Hard Test Suite 2008 (Vincent Lejeune) CEGT results

Discussion of anything and everything relating to chess playing software and machines.

Moderators: hgm, Dann Corbit, Harvey Williamson

Heinz Van Kempen

Hard Test Suite 2008 (Vincent Lejeune) CEGT results

Post by Heinz Van Kempen »

Hi all :-) ,

10 days ago Vincent Lejeune posted his Hard Test Suite 2008 here:

http://www.talkchess.com/forum/viewtopi ... 62&t=22402

This includes more than 80 different positions to solve including tactical motives like King´s Attack, positional decisions, Fortresses, Endgames and so on.

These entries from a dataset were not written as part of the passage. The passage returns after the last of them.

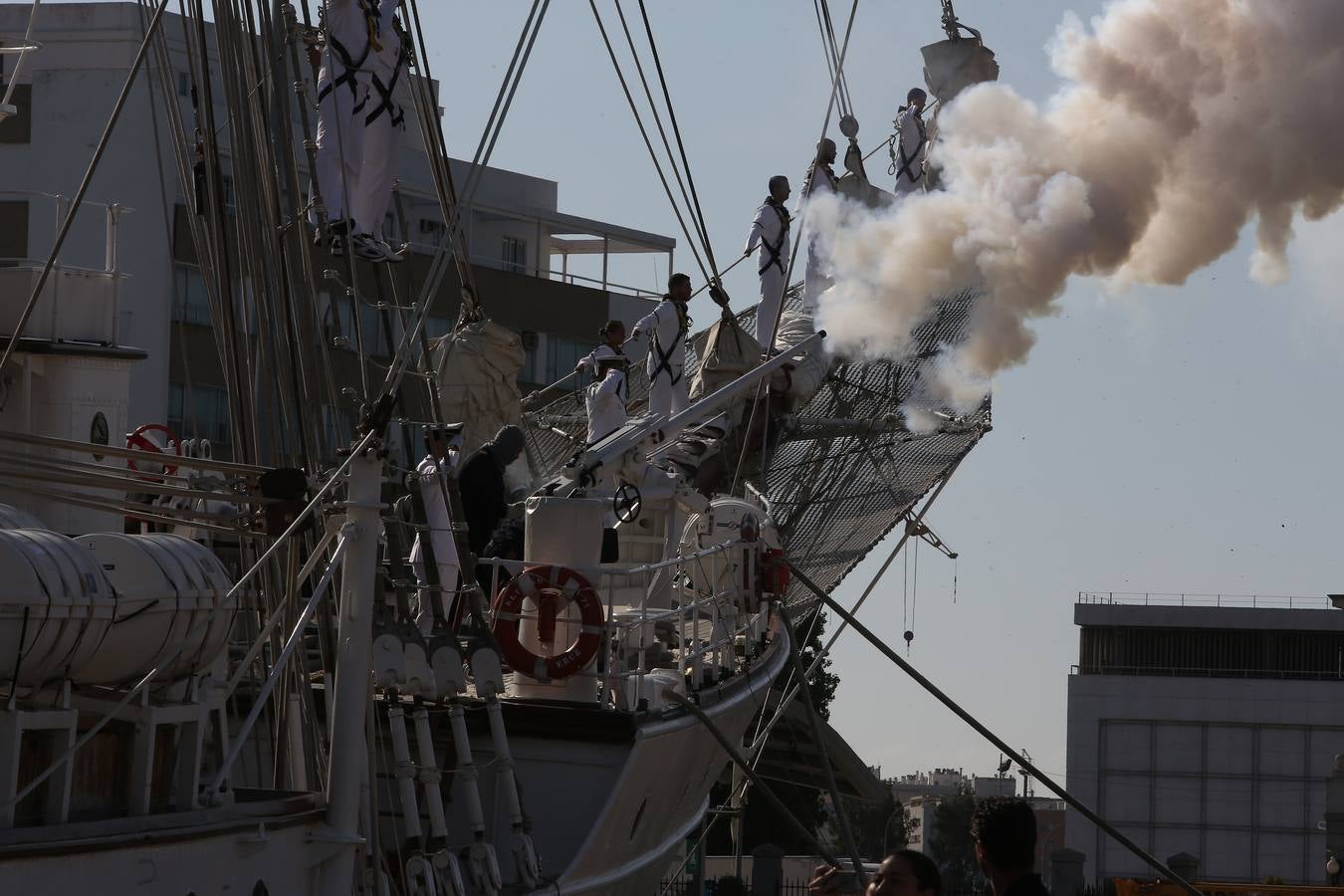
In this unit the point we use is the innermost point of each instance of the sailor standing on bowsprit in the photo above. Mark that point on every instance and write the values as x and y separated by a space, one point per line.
383 121
911 142
351 35
668 327
771 231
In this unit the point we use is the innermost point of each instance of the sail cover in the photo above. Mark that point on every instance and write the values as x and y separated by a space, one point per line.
844 472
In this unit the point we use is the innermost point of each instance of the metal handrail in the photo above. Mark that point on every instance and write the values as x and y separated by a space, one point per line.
1202 672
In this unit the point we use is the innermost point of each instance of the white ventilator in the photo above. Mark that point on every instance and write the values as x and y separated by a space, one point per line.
668 389
383 119
771 233
351 39
442 545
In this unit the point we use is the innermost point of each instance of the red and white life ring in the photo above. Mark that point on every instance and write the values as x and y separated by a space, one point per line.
549 587
140 439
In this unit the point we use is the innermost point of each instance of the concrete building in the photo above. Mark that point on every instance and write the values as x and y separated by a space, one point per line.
544 273
1207 730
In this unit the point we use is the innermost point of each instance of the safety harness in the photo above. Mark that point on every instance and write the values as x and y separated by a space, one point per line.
776 253
346 58
664 358
914 173
384 97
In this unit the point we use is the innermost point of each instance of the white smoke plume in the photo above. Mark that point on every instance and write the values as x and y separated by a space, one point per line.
1179 122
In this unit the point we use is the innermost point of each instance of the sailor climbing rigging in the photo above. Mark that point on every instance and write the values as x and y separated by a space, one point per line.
383 119
607 394
771 231
910 144
668 326
351 35
821 177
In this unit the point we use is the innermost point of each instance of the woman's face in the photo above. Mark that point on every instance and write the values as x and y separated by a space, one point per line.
895 877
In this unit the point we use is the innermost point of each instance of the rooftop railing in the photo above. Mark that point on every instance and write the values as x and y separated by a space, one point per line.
1197 599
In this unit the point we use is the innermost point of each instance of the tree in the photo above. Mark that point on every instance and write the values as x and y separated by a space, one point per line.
951 844
880 827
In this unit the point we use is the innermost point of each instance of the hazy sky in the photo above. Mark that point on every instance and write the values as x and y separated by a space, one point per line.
1163 439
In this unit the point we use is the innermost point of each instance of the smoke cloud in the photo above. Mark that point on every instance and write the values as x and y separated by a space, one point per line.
1179 122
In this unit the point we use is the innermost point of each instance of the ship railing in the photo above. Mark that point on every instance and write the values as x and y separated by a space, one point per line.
1197 599
77 303
632 595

I did a test on Core 2 Quad E6600 (5 men) - 4 GB RAM giving a maximum of 600 seconds for each position to each engine using 1024 MB of RAM.

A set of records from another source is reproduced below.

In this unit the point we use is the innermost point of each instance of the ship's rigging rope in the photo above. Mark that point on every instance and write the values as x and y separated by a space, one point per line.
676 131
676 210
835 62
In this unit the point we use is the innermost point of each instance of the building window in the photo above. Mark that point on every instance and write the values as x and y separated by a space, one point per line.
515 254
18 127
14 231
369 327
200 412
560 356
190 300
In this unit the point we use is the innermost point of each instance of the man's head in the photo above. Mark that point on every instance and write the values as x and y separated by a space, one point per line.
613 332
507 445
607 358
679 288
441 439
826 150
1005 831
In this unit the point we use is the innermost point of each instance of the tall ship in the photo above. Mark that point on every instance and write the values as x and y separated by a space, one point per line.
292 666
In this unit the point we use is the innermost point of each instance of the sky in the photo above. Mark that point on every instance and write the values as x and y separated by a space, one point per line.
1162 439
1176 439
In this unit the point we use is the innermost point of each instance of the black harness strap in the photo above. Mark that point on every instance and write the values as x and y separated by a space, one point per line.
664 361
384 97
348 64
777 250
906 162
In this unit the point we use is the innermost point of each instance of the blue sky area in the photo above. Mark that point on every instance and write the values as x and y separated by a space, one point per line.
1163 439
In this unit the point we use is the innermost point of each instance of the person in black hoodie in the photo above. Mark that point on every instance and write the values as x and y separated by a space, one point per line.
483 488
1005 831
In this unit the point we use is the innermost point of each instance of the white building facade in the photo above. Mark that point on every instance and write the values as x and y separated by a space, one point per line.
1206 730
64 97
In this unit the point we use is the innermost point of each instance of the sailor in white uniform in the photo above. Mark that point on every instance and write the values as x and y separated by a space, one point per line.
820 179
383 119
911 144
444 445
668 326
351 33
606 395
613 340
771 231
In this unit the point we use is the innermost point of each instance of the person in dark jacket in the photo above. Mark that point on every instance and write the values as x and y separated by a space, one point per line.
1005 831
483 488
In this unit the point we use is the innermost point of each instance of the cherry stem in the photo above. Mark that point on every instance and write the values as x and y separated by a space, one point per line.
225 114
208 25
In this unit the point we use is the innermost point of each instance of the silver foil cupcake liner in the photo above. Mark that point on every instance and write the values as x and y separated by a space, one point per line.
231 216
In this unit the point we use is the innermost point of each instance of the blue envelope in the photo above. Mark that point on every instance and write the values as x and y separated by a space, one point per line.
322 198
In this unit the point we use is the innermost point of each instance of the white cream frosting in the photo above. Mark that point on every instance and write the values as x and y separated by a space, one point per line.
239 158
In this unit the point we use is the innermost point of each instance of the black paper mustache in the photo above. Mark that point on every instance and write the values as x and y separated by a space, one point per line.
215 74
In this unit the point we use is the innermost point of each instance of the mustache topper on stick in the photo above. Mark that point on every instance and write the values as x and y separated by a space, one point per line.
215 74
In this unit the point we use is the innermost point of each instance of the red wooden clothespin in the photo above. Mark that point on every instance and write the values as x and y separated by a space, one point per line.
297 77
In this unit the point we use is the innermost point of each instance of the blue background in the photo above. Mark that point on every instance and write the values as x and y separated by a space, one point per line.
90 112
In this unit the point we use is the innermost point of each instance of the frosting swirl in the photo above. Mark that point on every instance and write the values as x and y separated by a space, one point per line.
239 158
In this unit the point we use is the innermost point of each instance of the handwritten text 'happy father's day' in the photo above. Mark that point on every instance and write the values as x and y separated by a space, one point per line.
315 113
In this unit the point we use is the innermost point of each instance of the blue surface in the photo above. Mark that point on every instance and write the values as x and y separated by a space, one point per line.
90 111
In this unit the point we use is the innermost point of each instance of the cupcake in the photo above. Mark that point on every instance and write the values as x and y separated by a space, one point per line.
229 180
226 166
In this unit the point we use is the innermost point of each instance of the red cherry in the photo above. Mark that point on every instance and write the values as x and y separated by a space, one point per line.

Not surprisingly for us there is no correlation between good performance in position solving and how engines perform in tournaments and matches. But it might be interesting for those doing a lot a analyses. Here are the results for some engines sorted from best to worse:

Deep Fritz 10.1
Result: 55 out of 81 = 67.9%. Average time = 80.20s / 17.43

Zappa Mexico II
Result: 51 out of 81 = 62.9%. Average time = 78.91s / 15.37

Bright 0.3d
Result: 49 out of 81 = 60.4%. Average time = 64.52s / 16.85

Hiarcs 12
Result: 47 out of 81 = 58.0%. Average time = 75.42s / 17.14

Rybka 2.3.2a x64
Result: 44 out of 81 = 54.3%. Average time = 63.74s / 19.27

Naum3.1 x64
Result: 40 out of 81 = 49.3%. Average time = 88.80s / 18.10

Glaurung 2.1 x64
Result: 36 out of 81 = 44.4%. Average time = 117.82s / 17.08

Fruit 2.4 Beta A
Result: 34 out of 81 = 41.9%. Average time = 124s / 15.70

Loop M1P
Result: 33 out of 81 = 40.7%. Average time = 121.05s / 16.03

Deep Shredder 11 x64
Result: 28 out of 81 = 34.5%. Average time = 120.84s / 14.46

More details here (scroll down for individual results on each position):

http://cegt.foren-city.de/topic,62,-har ... sults.html
Marc MP

Re: Hard Test Suite 2008 (Vincent Lejeune) CEGT results

Post by Marc MP »

Heinz Van Kempen wrote:Hi all :-) ,

...

Not surprisingly for us there is no correlation between good performance in position solving and how engines perform in tournaments and matches. But it might be interesting for those doing a lot a analyses.
...
Hi Heinz,

There is surely a correlation between test solving and performance in engine matches. But it is not as strong as we like, and we can't rely on it as a predictor among engines that are close by ratings. Do the test with a 2300 rated engine on your list (or 2400 even 2500). I'd bet it will finish at the bottom of what is mentionned here.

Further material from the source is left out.